Inspiration

Fine-tuning is powerful but opaque. Developers often cannot observe what actually changes inside a model after training. Embeddings shift, probabilities redistribute, and confidence increases — yet these changes remain hidden.

I wanted to build a tool that makes fine-tuning transparent.

Instead of guessing what changed, developers should be able to measure it.


What it does

VectorScan v2 is a developer-centric diagnostic engine that detects internal representation drift after fine-tuning.

It measures:

  • Embedding movement (cosine drift)
  • Neighborhood structure changes
  • Probability redistribution (KL divergence)
  • Logit shifts
  • Entropy compression

It supports both encoder models (e.g., DistilBERT) and decoder LLMs (e.g., GPT2), automatically detecting architecture and applying the appropriate analysis pipeline.


How I built it

VectorScan is built using:

  • Python
  • PyTorch
  • HuggingFace Transformers
  • NumPy
  • SciPy
  • scikit-learn

The system compares baseline and fine-tuned models, computes embedding drift, analyzes the top 100 most changed tokens, and generates a structured drift report.

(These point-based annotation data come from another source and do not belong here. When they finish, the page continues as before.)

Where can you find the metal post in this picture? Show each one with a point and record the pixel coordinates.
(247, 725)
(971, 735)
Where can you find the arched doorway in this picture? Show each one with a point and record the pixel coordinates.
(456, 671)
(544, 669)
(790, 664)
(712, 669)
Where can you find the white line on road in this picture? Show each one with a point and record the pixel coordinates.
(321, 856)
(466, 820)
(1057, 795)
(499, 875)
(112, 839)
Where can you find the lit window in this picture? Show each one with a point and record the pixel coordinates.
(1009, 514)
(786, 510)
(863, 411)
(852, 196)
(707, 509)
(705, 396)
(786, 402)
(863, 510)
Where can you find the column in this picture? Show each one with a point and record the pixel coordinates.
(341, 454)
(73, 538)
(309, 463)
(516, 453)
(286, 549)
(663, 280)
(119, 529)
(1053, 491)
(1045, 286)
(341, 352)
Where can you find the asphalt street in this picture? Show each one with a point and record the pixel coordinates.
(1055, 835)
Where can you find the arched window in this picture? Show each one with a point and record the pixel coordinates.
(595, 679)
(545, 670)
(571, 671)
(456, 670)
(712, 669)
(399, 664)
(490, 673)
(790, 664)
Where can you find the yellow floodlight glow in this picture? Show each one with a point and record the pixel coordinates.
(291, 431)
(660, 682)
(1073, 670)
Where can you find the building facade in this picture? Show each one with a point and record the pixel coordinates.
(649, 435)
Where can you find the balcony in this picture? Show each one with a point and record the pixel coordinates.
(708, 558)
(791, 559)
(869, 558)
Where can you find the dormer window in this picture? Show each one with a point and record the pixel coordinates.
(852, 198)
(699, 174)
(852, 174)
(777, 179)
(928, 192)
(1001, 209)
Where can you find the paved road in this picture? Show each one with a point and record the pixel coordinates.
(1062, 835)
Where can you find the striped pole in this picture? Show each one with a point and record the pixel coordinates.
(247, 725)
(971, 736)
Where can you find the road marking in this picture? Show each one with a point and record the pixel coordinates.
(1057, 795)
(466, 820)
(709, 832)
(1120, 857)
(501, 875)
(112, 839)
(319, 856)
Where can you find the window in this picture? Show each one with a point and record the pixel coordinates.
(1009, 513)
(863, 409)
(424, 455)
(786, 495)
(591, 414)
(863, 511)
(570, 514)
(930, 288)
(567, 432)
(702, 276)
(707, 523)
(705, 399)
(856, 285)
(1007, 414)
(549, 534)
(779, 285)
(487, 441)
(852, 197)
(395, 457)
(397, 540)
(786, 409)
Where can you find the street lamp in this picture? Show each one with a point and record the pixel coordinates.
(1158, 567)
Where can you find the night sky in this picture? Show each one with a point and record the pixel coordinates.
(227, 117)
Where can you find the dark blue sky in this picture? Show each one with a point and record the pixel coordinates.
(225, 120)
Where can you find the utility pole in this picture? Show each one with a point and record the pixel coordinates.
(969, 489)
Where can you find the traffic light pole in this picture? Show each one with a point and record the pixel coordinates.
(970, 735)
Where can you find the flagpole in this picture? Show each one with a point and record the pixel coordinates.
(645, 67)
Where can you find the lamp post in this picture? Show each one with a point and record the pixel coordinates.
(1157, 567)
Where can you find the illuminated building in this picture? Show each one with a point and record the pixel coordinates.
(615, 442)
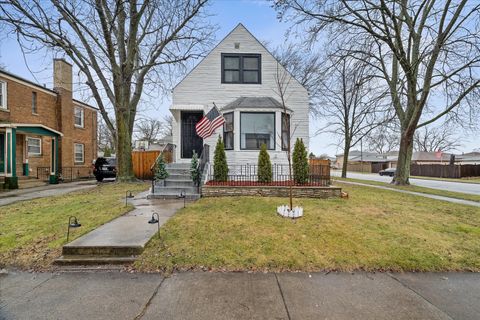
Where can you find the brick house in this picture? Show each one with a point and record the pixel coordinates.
(45, 133)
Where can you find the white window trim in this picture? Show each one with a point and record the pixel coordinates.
(75, 153)
(40, 144)
(82, 117)
(3, 103)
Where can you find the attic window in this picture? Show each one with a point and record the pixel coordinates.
(241, 68)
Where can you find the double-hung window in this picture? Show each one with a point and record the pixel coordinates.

Special care was taken to make it lightweight and CPU-friendly, allowing it to run locally without GPU dependency.


Challenges I ran into

One key challenge was supporting both encoder and decoder architectures in a unified framework. The internal behavior of masked language models and causal language models differs significantly.

Another challenge was balancing depth and performance. Brute-force token comparisons were too slow, so I optimized the system to analyze only the top 100 most drifted tokens.


What I learned

I learned that embedding movement and probability redistribution are often disconnected. A model can show minimal embedding drift but significant behavioral shift.

This reinforced the importance of measuring multiple layers of change not just token vectors.


Impact

VectorScan accelerates the fine-tuning evaluation phase. Developers can quickly identify which tokens shifted most and whether probability distributions became biased or overconfident.

It transforms hidden internal changes into measurable diagnostics.